CBN tight monetary policy affecting banks’ profits, says operator

In the face of the Central Bank of Nigeria’s adoption of a hawkish monetary stance, more local lenders would pursue cross-border expansion, the CEO of Cowry Asset Management, Johnson Chukwu, has said.

Speaking at a virtual webinar themed “Nigeria’s Economic Landscape” organized by Cowry Asset Management, recently, Chukwu explained that the hiking the benchmark interest rate by 6.5 per cent cumulatively, which has driven lending yields up and consequently eaten into banks’ net interest margins, would spur Nigerian banks to move into other African markets.

He said, “We project more Nigerian banks to adopt cross-border expansion and benefit through risk diversification and greater profit opportunities for shareholders.”

In his presentation, he stated that banks were moving forward with restructuring to diversify their revenue base and remain competitive with other financial services.

According to him, the adoption of Holdco structures by many local lenders will help to swathe the increasing competition from fintech through the development of more fintech products or partnering and investing in other companies developing products.

“The transition to Holdco structures will give Nigerian banks more leverage to diversify their earnings in the face of the present tight monetary policy regime, thus enhancing their topline.

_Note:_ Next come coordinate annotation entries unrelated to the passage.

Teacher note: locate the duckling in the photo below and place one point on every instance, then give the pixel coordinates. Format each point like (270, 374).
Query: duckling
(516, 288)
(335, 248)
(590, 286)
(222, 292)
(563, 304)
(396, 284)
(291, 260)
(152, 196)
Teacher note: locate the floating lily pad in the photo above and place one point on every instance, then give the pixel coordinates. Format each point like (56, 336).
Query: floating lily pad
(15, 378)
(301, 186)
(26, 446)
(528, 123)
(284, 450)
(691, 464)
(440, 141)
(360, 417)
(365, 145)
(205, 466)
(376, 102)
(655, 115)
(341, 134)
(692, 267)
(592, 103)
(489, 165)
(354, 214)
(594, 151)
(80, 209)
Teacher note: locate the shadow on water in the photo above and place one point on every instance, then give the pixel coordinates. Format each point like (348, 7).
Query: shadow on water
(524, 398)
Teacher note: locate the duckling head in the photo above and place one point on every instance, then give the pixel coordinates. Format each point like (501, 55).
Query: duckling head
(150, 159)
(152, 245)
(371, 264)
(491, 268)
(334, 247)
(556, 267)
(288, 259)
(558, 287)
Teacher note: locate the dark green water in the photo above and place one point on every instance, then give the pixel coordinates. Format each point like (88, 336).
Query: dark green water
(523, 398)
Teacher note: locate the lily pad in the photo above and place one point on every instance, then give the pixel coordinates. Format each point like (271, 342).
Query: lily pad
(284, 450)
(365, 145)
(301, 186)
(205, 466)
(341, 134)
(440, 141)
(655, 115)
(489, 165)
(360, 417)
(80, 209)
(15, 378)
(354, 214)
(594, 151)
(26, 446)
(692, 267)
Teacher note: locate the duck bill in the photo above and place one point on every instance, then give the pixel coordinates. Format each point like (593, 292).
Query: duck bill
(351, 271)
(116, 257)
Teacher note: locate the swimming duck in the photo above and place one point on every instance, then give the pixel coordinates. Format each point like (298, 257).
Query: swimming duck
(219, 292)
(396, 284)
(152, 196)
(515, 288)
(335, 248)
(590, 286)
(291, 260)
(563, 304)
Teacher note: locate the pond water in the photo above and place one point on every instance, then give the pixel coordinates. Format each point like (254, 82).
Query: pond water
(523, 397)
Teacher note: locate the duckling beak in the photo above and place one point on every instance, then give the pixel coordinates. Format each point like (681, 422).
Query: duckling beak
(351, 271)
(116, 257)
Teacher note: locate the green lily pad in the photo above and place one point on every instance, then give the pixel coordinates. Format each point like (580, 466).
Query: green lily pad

Zenith Bank and Sterling Bank recently got approvals in principle to convert to Holdcos, following FBN Holdings, Stanbic IBTC Holdings, FCMB Group, and GTCO as NGX-listed banks, who currently operate Holdco structures.

“So far, the banking sector recorded a positive year-to-date performance of 8.50 per cent. An example of diversification from Nigerian risks through non-Nigerian operations can be seen with the United Bank for Africa. 63 per cent of contributions to UBA’s profit before tax came from African operations in 21 countries,” he explained.

Chukwu added that the banking sector had seen an upsurge due to the increase in transactions electronically and through several payment options.